Kids are learning a valuable lesson today, along with their parents, as the stock market and the real estate market have destroyed billions of dollars of wealth of American families. The lesson that kids as young as five can tell you: Saving for a rainy day is not a bad idea. Before setting up a savings accounts for your child, consider the best manner to set up the ownership of the account.
Custodian Savings Accounts
The Uniform Gifts to Minors Act (UGMA) in 1956 provided a way for parents, grandparents, or other relatives and friends to gift money or securities to minors. In 1986 the Uniform Transfers to Minors Act (UTMA) provided a way to gift other types of property and expanded the laws regarding transfers to a minor. Both UGMA and UTMA accounts, called custodian accounts, represent a clear transfer of assets to the child beneficiary. Although the custodian controls the account until the minor turns 18, the money belongs to the child.
To transfer money or securities to a minor under UGMA or UTMA, a custodian account must be opened at a bank or brokerage firm. A custodian (adult) will manage the account until the minor turns 18 years of age. Even though an adult is making the investment decisions good or poor, at all times the beneficial owner of the account is the minor. All income is reported under the minor's social security number. There are no limits to the amount or number of contributions made to a custodian account. However, large amounts donated to a minor can be taxed under the gift tax law or lifetime estate tax law. Consult a tax consultant before setting aside a large amount of money into a custodian account.
If you find a good rate deal on a kids savings account, check the bank's website to see if it is a custodial account. Most banks that advertise good rates on kids savings will also have an easy online application that can be completed in a few minutes.
Kids Savings Accounts Jointly Held
A savings account can also be opened for a child jointly with an adult. Both the adult and child will need to furnish the bank their social security number, but the tax reporting can be made under the child's Social Security number. So while many of these bank savings account might be called "Kids-Only" or "Children's Savings," they are more like joint accounts set up and controlled by the parents or another adult.
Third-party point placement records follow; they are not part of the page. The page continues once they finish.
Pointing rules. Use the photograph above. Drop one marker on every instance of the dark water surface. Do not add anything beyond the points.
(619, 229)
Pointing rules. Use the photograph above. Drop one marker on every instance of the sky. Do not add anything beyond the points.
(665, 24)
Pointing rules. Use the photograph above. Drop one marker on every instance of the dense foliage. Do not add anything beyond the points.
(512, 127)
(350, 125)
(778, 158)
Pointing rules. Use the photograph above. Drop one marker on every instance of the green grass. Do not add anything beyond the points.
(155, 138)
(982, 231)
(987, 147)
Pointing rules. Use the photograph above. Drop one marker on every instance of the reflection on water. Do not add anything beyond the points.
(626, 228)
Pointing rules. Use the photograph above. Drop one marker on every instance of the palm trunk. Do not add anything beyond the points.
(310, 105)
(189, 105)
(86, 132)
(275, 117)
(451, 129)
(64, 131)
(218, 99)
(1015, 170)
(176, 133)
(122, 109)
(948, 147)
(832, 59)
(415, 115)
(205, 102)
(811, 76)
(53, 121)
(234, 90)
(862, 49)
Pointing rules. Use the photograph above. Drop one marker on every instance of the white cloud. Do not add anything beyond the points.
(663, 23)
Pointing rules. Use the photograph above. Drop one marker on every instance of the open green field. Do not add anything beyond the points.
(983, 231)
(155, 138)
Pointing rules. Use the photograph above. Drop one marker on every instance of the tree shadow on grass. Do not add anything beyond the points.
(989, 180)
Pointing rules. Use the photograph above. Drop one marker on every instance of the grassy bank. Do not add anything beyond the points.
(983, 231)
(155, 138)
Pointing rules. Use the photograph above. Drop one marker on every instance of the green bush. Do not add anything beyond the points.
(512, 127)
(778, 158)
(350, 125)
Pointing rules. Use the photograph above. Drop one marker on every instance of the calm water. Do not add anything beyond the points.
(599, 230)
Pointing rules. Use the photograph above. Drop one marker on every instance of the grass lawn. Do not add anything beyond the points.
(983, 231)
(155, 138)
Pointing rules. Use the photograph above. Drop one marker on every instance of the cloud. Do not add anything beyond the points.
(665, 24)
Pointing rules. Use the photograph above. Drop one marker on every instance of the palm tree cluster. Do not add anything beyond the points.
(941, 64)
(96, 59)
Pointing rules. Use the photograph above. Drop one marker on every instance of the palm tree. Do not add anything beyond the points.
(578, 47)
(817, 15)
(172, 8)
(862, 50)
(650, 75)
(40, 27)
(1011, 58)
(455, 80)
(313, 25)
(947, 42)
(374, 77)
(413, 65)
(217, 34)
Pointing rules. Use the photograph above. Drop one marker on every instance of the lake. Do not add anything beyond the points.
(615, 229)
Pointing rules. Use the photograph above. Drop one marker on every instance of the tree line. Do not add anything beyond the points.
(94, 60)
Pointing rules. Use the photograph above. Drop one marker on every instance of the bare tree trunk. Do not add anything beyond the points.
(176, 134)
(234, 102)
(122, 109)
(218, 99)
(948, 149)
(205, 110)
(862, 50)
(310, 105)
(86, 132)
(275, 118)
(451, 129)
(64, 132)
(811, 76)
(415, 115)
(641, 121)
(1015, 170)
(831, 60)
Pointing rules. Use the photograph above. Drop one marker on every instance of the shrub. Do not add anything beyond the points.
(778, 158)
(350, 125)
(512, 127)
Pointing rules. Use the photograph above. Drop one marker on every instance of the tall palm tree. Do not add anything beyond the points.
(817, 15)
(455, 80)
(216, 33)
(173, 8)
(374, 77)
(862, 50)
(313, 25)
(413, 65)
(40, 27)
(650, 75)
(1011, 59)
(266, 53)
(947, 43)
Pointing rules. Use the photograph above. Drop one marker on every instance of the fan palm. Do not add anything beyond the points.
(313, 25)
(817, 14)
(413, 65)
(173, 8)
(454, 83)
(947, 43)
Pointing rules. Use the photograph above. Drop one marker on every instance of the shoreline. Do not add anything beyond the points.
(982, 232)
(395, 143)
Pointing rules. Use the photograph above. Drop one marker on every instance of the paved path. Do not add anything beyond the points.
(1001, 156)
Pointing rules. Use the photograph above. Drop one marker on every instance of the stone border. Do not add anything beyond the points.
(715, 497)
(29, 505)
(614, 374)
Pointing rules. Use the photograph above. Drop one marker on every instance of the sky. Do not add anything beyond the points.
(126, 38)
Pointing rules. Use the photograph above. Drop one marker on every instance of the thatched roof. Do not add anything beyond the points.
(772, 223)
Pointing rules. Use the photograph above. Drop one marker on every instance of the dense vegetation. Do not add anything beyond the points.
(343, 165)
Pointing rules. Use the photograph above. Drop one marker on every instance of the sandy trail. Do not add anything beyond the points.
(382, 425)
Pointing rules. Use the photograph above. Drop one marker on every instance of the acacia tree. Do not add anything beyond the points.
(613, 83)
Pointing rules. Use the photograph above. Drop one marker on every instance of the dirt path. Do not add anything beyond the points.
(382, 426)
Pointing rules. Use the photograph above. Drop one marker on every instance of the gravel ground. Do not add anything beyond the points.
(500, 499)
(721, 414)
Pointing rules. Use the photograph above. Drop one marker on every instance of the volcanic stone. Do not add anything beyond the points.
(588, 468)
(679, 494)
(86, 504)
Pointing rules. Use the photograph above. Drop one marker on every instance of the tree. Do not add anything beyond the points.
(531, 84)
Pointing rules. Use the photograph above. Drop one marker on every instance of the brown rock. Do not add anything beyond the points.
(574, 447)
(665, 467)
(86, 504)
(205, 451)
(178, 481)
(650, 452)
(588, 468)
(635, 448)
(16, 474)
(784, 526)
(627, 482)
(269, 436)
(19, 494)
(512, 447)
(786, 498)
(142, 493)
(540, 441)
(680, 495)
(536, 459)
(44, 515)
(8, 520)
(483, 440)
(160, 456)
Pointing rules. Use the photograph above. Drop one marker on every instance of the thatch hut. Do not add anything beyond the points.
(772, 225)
The money can be withdrawn and transferred with no penalties.
A kids savings account set up jointly between adult and child can also be set up for the easy online transfer of funds. This means that rate shoppers can maximize their interest by finding the best savings rates for their jointly-held kids savings accounts.
Which is Better?
That depends on your situation. On the one hand, a custodial account gives you the benefit of lowering your income and assets, but a jointly-held kids savings account is easier to open and easier to transfer funds between banks. Unfortunately many banks only offer one option (and not both) for their savings account designed for kids. Consider carefully the differences between the ownership in the two accounts before opening a savings account for your child.
The FDIC insures bank savings accounts up to $250,000 per depositor. If you have concerns about a bank account that you find online, check FDIC.gov to verify details and information about the bank.